A happy hello to you and I hope that your day has been kind to you. I am still up and down with where I am, and cannot quite find my footing. I am happy to take each day as it comes and hope that I will eventually get a person I can be happy with. My writing today is a shortened edition of my past, my doctor has asked me to do this up for her so she can get a better idea of what she is dealing with.
I was first diagnosed with manic depression when I was seven. I was the eldest in a family of four. My other siblings had either mental, physical or a combination of both. I was the get everything child of the house. The injuries for my brother and middle sister was from a car accident the family was involved in. I had been thrown clear and presented without any marks or injuries so I was released into an Aunties care without any formal medical checkup.
I always knew there was something wrong from very early childhood as I could never feel safe. I started school at four and again encountered problems as I was left handed and at a Catholic school this was devilish (it was the 1960s), so the canings were frequent until I could write with my right hand. Of course, this simply added to the impression that I was an evil child who no one could care about. By the time I started high school I had a very well earned reputation, it was only the establishment I rebelled against, any of the students who were targetted were under my protection. I spent many an afternoon in detention, cleaning the church or helping the Sisters of Mercy with whatever task was deemed to save my soul.
Not once in all those years did a single adult ask me if I had a problem, or if there was anything I would like to talk about. the sad part of this was if just one adult had my problems identified, I could have been supported. My final year ten report card was mainly 6 and 7 (top end) with a 4 being my lowest mark. However my class teacher felt it her duty to place as her teacher’s comment ‘Adrienne is STUPID’. It is a comment I have never recovered from.
To this day anyone questions something I have done I automatically assume that it is incorrect and become stressed and anxious, I will look for ways to fix the problem even though it is not my error. I know that I will need much help to overcome this. It was the reason I always focused on the good traits of my students and ignored the negative. From my viewpoint it is far easier to say “wow that is really good…now how can we make this bit…”, and oddly enough a young person praised they will put that extra effort in to find that brilliant response.

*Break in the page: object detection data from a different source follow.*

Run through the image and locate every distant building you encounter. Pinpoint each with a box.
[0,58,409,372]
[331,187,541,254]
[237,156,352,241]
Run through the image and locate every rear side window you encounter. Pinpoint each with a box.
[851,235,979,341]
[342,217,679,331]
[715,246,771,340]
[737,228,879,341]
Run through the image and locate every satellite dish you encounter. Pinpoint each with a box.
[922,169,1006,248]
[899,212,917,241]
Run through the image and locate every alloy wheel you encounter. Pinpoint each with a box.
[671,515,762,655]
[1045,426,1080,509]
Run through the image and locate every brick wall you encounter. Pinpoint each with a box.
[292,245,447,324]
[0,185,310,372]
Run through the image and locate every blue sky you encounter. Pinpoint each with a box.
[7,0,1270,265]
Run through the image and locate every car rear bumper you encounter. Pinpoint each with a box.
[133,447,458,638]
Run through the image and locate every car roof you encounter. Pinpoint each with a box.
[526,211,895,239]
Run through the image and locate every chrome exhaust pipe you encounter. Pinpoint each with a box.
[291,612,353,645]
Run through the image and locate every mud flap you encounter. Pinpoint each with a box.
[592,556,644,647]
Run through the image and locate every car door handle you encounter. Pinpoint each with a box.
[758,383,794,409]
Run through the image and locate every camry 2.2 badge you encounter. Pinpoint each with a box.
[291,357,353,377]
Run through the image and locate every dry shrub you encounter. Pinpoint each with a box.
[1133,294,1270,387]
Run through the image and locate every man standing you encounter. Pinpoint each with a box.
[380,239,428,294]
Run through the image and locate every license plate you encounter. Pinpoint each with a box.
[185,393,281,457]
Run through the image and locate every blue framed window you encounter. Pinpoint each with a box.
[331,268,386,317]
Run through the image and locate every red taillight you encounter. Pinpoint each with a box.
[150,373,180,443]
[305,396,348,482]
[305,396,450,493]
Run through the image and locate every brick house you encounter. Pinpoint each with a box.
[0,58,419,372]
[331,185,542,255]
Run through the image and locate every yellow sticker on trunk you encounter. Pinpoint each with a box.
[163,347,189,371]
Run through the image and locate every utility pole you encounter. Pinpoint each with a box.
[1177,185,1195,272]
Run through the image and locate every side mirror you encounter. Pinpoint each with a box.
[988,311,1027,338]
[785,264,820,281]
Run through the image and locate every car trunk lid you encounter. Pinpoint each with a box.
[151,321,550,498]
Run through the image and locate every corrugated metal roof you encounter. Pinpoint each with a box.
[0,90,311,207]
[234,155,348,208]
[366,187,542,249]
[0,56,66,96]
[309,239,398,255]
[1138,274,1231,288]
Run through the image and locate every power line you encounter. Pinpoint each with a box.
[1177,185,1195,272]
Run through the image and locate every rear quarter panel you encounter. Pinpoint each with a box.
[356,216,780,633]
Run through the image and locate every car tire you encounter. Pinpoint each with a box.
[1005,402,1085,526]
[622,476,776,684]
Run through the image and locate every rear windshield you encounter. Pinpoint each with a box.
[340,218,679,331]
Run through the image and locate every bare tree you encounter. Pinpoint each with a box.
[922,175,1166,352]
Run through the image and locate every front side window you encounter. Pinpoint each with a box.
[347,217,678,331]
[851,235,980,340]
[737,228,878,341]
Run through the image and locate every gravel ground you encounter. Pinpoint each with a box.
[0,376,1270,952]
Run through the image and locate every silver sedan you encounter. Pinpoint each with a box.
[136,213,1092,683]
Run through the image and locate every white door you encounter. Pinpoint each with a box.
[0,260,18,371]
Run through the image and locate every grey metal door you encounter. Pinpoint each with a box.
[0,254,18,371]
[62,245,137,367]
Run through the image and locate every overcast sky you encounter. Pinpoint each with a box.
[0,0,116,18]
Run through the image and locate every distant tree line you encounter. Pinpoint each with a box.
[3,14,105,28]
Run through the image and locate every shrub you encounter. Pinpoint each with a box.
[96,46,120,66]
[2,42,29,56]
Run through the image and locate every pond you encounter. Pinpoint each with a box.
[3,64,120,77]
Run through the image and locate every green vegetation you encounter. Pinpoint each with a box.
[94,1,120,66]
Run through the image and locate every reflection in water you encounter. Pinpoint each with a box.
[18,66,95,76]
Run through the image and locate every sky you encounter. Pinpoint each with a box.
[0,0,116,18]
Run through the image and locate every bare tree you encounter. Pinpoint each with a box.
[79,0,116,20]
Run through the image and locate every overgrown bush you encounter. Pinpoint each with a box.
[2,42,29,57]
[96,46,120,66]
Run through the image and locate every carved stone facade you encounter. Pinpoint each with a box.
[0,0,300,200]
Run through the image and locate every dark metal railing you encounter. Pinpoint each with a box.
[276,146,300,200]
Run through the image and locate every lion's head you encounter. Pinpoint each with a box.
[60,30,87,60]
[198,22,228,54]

I had an incident occur when I was seven where my mother should have taken me to both the doctor and the police but decided that I had mental problems, and an outstanding Catholic family could not have this sort of incident made public. It was dealt with by medication. I have ignored the entire five-year incident since but again it is now something that I really do need to review as I now know that I was a victim and I should not have to carry all this baggage. I have helped young people who have experienced the same and I know how much difference it makes by being supported to understand exactly how to resolve those nightmares and reclaim you.
I spent much of the 70/80s hiding behind Jim Beam or Mary Jane, I completed my apprenticeship (first female in that trade) and in general had a wonderful time. It was so easy to ignore the horror of my past then my best mate who also happened to be my kid brother died (natural causes). He was 26 and went to bed on the 14th of December and never woke again. I tried to get drunk but all those years of drinking made this impossible. I have never experienced pain to rival this before or after. There was less than twelve months between us and he knew everything about me so I lost the one person I could trust. It was at that point I decided to become like he was for me…help those who have problems by listening to them and if possible get them a way out.
Until my turn in June that is what I have happily been doing, but now I have to look in the mirror and go back through all those hidden and nightmarish memories to find my problems then go on to create an Adrienne that I want.